In response to consumer concerns, many states now require HMOs and health plans to provide consumers with an independent external review (IER) process. The review, free to individuals, enlists physicians and other medical professionals who are not affiliated with the health plan in reviewing decisions related to medically necessary care and access to experimental treatments or medications. The health plan must abide by the IER decision-but individuals retain the right to appeal the decision. If your state requires IER, your health plan must provide you with information about the process in its member handbooks and through its member services. (For more information on your state's law, see A Consumer Guide to Handling Disputes with Your Private or Employer Health Plan.)
As a last resort, consider contacting a lawyer. Sometimes just a letter from an attorney will result in action. (Search for a lawyer at the National Association of Consumer Advocates' Web site.) If you cannot afford a lawyer, call a legal aid organization in your area. Also, many news organizations have consumer advocacy reporters and journalists who may be interested in consumer concerns related to health care.

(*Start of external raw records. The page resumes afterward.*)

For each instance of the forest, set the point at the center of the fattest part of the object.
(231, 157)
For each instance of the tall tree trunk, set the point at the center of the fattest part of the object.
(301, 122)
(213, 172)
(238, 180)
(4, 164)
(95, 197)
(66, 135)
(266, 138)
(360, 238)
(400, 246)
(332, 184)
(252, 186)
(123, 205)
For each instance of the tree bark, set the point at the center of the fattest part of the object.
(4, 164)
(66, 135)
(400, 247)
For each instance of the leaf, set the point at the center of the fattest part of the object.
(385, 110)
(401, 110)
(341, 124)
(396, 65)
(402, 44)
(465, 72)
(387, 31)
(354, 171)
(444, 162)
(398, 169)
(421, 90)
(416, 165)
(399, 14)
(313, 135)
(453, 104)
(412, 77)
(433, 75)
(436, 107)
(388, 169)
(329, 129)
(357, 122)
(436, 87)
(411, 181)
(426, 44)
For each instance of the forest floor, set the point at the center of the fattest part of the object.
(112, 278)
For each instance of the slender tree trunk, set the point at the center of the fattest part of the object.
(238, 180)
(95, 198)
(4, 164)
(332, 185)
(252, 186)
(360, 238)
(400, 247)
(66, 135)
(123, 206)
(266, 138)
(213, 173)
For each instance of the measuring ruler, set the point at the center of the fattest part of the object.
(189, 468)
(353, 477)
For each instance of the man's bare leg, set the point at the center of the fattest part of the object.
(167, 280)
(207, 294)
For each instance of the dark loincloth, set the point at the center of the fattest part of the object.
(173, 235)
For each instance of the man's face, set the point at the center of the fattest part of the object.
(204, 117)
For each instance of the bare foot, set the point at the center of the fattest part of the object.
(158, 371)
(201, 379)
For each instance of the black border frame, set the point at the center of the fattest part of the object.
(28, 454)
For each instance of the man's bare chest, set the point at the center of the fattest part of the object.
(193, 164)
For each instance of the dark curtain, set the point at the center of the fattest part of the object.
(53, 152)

HMO membership contracts almost always require binding arbitration to settle most disputes. This means your case will be considered and ruled on by a panel of qualified individuals instead of being heard in a court of law. If your claim is subject to binding arbitration, you waive your right to a court or jury trial.
You should not begin the arbitration process without the advice of an attorney. Most HMOs require you to file a demand for arbitration and pay a fee to begin the arbitration process. You may also be liable for arbitration costs, which can run into thousands of dollars. But none of the requirements or the potential cost should dissuade you from pursuing a valid claim. (Some HMOs have provisions for waiving some of the costs of arbitration in cases of extreme hardship.)
Get a grip on your HMO coverage
Read your disclosure form.
This document, sometimes called evidence of coverage, is your road map of policies and rules. Coverage can vary widely among HMOs.
Keep your membership card handy.
You will need the card when you visit your doctor, have medical tests, purchase prescription drugs, or access emergency care. It tells how to reach your doctor and the HMO responsible for your health care, and shows that you are insured.
Know the phone number for member services.
This phone number can usually be found on your membership card. HMO representatives are available to explain and answer questions about your coverage. If your doctor cannot resolve a concern, contact member services.